WavebreakmediaMicro - Fotolia
Serverless computing continues to rise in popularity as IT teams seek to build more agile applications. Developers use it to focus more on code and less on the software and hardware, and they view serverless as a must for scalability and cost savings.
AWS has a robust serverless portfolio, with tools such as AWS Lambda, AWS Fargate and AWS Step Functions. In the two real-world serverless examples below, we'll look at how companies are using AWS -- and serverless architecture patterns -- to process and analyze data.
Serverless infrastructure and analytics at Equinox Media
As explored in the 2020 AWS re:Invent session "Serverless analytics at Equinox Media: Handling growth during disruption," Equinox used a data lake strategy and serverless resources to launch a new fitness platform VARIS and a stay-at-home SoulCycle bike.
Equinox built these technologies from the ground up, so it made sense to use serverless cloud technologies, said Elliott Cordo, who was VP of technology insights at Equinox Media at the time of the talk. The company decided to use Amazon Kinesis for real-time data streaming, AWS Lambda for its event-driven architecture, AWS Glue to load data, Amazon DynamoDB to house the data and Amazon Athena to analyze it.
Equinox chose serverless because of its scalability and cost.

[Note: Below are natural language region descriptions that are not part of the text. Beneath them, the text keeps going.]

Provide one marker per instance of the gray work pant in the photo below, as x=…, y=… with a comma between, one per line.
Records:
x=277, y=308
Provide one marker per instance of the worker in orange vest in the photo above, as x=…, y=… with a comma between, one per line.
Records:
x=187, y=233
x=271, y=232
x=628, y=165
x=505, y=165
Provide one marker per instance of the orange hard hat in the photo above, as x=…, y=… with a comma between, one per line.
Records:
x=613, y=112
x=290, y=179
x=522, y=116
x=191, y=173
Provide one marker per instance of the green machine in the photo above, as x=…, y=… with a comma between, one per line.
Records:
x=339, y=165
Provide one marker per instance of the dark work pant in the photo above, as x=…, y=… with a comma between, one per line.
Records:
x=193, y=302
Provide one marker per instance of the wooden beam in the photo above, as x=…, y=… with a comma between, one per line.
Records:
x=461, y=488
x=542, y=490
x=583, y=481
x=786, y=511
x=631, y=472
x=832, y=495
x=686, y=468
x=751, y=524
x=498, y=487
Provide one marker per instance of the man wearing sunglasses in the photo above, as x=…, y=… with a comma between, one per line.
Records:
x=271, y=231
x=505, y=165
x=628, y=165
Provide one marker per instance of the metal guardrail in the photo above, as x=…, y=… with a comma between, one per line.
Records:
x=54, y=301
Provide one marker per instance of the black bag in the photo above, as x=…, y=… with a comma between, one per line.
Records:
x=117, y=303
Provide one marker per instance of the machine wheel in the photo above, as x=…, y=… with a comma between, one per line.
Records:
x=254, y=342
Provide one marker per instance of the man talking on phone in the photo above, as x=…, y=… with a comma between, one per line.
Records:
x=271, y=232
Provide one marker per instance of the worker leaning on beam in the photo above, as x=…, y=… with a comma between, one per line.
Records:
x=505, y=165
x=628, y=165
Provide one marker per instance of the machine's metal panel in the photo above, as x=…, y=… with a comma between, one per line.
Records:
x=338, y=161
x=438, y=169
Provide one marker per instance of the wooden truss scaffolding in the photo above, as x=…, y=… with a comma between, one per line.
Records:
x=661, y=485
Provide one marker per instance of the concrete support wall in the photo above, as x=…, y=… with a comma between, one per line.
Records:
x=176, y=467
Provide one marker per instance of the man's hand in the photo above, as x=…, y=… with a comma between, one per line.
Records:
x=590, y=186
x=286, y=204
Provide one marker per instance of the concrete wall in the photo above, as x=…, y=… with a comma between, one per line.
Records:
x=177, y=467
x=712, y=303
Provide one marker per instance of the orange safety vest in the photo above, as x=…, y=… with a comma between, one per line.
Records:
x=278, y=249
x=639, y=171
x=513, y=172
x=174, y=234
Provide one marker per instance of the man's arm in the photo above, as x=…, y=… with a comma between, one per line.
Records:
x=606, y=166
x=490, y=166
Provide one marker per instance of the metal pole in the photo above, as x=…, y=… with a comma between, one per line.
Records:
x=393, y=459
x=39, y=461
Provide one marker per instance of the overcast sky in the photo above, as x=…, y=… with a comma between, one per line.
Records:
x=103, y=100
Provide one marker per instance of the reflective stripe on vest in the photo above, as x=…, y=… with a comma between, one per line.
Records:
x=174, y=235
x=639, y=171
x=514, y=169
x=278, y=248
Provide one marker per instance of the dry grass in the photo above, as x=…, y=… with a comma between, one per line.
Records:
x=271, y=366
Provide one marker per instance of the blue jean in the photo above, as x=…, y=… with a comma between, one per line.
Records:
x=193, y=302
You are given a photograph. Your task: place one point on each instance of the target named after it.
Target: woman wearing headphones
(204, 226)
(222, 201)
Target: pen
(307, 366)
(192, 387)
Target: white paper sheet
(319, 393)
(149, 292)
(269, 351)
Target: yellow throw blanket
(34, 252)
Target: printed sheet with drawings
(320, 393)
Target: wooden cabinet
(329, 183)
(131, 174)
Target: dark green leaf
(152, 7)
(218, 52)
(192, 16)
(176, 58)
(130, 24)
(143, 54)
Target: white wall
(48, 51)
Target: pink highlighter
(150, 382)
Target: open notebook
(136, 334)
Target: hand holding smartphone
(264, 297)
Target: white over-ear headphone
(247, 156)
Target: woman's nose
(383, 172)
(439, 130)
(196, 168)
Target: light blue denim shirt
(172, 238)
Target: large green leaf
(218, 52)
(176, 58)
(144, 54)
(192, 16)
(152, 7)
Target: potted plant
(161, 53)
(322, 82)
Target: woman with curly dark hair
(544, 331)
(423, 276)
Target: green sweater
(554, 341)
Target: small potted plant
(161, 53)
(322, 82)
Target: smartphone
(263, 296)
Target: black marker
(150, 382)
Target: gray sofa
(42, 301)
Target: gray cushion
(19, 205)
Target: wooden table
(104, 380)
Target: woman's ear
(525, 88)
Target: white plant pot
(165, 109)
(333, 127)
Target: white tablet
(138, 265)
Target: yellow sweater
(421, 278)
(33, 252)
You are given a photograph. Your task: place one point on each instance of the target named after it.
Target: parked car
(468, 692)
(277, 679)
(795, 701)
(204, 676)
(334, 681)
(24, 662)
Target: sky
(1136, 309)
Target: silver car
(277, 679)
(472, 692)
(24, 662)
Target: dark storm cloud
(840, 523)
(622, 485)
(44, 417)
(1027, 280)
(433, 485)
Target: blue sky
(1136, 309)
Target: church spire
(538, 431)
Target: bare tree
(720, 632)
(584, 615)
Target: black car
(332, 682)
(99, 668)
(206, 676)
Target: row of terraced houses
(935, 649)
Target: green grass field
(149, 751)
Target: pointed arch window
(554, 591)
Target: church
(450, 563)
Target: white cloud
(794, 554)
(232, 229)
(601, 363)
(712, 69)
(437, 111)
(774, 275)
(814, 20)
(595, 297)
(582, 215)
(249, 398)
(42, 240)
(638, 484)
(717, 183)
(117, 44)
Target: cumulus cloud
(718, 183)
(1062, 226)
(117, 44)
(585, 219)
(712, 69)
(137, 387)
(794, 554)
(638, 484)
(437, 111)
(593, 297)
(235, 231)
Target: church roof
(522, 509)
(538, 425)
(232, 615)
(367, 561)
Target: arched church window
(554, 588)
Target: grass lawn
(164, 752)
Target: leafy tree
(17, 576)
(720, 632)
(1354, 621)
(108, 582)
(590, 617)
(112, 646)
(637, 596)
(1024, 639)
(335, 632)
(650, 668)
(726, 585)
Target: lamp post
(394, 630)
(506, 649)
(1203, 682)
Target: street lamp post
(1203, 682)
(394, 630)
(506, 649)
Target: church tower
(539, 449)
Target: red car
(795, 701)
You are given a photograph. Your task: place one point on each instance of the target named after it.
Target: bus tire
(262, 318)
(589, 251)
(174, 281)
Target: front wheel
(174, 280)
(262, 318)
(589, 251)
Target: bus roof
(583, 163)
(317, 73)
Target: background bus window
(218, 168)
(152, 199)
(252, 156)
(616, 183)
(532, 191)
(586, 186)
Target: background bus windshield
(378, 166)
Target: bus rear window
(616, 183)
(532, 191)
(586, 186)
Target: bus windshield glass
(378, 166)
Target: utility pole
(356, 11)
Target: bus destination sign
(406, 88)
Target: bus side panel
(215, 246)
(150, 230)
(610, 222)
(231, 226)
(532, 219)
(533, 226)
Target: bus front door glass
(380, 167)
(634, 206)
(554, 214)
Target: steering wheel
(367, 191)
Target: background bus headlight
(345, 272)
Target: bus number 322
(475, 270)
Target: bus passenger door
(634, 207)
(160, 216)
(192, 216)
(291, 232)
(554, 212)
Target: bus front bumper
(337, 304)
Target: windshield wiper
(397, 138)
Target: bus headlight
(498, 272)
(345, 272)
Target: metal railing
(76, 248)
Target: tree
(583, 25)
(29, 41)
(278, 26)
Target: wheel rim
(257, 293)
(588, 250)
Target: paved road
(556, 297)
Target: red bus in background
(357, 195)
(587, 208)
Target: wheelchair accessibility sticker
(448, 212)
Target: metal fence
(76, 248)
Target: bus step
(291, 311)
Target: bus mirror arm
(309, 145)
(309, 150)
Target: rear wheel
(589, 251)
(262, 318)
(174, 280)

When dealing with an unknown usage pattern, serverless is more cost-effective because you don't have to guess and provision infrastructure you might not use, Cordo said. In terms of data analytics, serverless was the best fit because VARIS relies on machine learning recommendations to drive its user experience. Serverless data analytics continuously feeds the platform's recommendation APIs.
Let's dig into some of the AWS serverless architecture patterns at work in this example.
This design includes four interconnected elements: activities ingestion, data lake, activities API and recommendation API. These elements connect to each other, as well as to user devices. Cordo calls it a "data-lake-first strategy." The data lake is the sole version of truth and is built to ingest both raw and processed data, as well as accommodate multiple processing engines.
In Figure 1, data is ingested in two ways:
Speed layer. This is for scalable, event-based extract, transform, load (ETL) storage. Amazon API Gateway ingests the data and a Lambda API validates it. Data is then moved through the ETL stream and enters the DynamoDB activities layer, where it's processed through Kinesis Data Firehose and ultimately enters the data lake.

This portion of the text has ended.